« J’avais des visions brûlantes
au point d’en avoir mal aux yeux
car elles n’allaient pas de l’extérieur à mon cerveau
mais en sens inverse »
Jo venait baigner son front fiévreux
d’un linge ayant la douceur
à la fois de son regard et de ses gestes
elle était attentive attentionnée.
« Des soleils inondaient mon crâne éperdus
tourbillonnant comme des feux follets
dans un cagibi sombre et renfermé
ma tête où je me sentais perdu »
Jo prenait également soin de ses passions
les toiles étaient entassées face au lit
chacune était recouverte d’un délicat tissu
pareil à celui dont elle épongeait les suées.
« Je viens d'écrire une longue lettre
et parfois ça vous mange le croissant d'une nuit
j’y raconte un peu mes envies de créations
mes idées qui dérangent et ma lumière en pluie »
Jo venait d’accoucher d’un petit Vincent
dont elle avait voulu le prénom de son beau-frère
alors elle aimait le bercer d’un tendresse en miroir
et prendre un soin particulier de son être et de son art.
« Il a plané comme un grand oiseau cul-d'jatte
au dessus des rêves irréalisables sur lesquels nul ne peut atterrir
on ne peut pas atterrir en s’envolant plus loin
c’est pour cela que je dois maintenant mourir »
Elle était amoureuse en vérité de ce garçon
Jo que son frère épousa se réalisait dans son génie
Théo n’aimait que par épisodes
ainsi qu’un marchand de tableaux qui défilent.
« L'ignorance est un puits terrible
auquel s'abreuvent les théories qui font sombrer le monde en son cœur abyssal et noir et profond
mes beautés quotidiennes se sont égarées sur des chemins de traverse
et mes couleurs aussi s’y sont délavées »
Jo le fait taire en son délire hypnotique
elle est au courant que c’est un accident
qu’il ne s’est pas suicidé
mais qu’il est parvenu jusqu’au summum esthétique.

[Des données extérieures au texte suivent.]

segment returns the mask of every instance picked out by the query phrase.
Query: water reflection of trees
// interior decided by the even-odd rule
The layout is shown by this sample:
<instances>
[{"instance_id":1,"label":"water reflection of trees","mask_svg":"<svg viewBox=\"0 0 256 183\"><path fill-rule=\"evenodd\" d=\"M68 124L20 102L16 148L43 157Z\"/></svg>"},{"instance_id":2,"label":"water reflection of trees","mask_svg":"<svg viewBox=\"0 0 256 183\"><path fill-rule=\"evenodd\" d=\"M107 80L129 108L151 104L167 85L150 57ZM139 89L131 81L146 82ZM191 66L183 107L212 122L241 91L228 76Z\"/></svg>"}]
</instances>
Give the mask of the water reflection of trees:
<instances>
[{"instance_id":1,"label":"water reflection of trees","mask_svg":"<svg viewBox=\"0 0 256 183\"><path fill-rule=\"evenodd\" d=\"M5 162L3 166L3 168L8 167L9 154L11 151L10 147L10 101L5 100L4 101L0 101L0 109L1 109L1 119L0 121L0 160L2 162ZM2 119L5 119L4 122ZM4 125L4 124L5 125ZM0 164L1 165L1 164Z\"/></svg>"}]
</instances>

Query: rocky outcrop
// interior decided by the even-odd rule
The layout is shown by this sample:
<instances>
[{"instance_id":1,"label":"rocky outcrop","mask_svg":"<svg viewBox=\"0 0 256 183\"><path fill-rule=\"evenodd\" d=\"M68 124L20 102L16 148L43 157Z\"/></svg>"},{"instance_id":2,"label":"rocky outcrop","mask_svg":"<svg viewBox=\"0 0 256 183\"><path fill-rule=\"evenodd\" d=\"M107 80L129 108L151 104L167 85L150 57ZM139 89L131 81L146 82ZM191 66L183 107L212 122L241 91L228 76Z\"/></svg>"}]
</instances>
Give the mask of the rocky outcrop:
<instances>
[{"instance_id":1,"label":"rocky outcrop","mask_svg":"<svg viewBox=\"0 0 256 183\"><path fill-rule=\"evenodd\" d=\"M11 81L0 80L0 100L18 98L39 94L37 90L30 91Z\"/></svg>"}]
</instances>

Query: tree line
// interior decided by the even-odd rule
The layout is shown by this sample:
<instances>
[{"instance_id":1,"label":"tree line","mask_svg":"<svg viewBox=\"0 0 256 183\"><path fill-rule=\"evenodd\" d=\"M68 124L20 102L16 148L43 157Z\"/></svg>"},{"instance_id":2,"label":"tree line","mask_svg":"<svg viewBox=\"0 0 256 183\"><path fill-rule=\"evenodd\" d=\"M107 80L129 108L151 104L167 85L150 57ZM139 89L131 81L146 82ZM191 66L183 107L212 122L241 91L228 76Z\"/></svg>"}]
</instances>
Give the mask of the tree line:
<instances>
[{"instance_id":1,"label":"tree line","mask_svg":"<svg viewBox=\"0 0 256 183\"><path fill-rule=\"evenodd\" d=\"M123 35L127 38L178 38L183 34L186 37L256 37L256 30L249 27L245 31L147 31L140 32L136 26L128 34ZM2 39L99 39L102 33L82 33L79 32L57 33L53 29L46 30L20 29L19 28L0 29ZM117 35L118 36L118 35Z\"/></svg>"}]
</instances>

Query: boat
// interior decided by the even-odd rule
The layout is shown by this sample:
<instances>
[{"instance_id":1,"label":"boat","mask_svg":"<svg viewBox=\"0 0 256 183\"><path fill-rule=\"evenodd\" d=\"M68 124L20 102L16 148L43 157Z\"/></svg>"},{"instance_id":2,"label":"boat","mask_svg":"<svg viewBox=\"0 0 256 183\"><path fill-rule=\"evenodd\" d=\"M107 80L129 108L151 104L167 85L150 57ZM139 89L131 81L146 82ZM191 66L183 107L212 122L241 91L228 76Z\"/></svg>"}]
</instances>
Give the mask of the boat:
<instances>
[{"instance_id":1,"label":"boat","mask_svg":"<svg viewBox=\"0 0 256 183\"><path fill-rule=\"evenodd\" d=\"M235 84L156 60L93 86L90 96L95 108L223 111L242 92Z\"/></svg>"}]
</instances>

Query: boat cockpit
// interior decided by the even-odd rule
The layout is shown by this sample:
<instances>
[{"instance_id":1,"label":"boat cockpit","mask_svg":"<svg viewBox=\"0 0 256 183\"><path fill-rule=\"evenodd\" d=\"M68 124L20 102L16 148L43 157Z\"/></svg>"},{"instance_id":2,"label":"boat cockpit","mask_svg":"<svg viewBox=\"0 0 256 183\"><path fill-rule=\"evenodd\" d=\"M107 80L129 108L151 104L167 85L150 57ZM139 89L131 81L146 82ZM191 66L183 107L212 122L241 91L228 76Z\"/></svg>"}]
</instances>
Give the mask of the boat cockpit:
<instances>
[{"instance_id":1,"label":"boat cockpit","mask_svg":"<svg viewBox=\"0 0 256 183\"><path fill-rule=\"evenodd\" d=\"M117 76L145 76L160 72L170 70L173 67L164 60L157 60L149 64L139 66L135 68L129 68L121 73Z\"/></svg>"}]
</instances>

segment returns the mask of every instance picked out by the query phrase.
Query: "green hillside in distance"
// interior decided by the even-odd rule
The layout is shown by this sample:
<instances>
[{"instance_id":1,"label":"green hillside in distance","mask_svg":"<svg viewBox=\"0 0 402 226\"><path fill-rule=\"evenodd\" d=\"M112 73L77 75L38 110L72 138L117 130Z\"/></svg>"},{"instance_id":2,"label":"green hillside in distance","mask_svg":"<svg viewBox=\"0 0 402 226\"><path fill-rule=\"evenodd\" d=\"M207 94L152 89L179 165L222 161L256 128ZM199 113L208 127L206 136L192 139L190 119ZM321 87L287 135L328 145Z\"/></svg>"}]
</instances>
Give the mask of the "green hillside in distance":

« Un baiser c'est deux tranchées dont les lèvres signent l'armistice
et je suis resté seul avec un tas de pinceaux
seul avec une obsession que toi-même et ton époux ne pouvaient comprendre
une obsession que je ne comprends pas »
Jo lui sourit
Vincent meurt il le sait
Vincent meurt elle le sait
la tranchée de la guerre à venir est dans ce dernier sourire.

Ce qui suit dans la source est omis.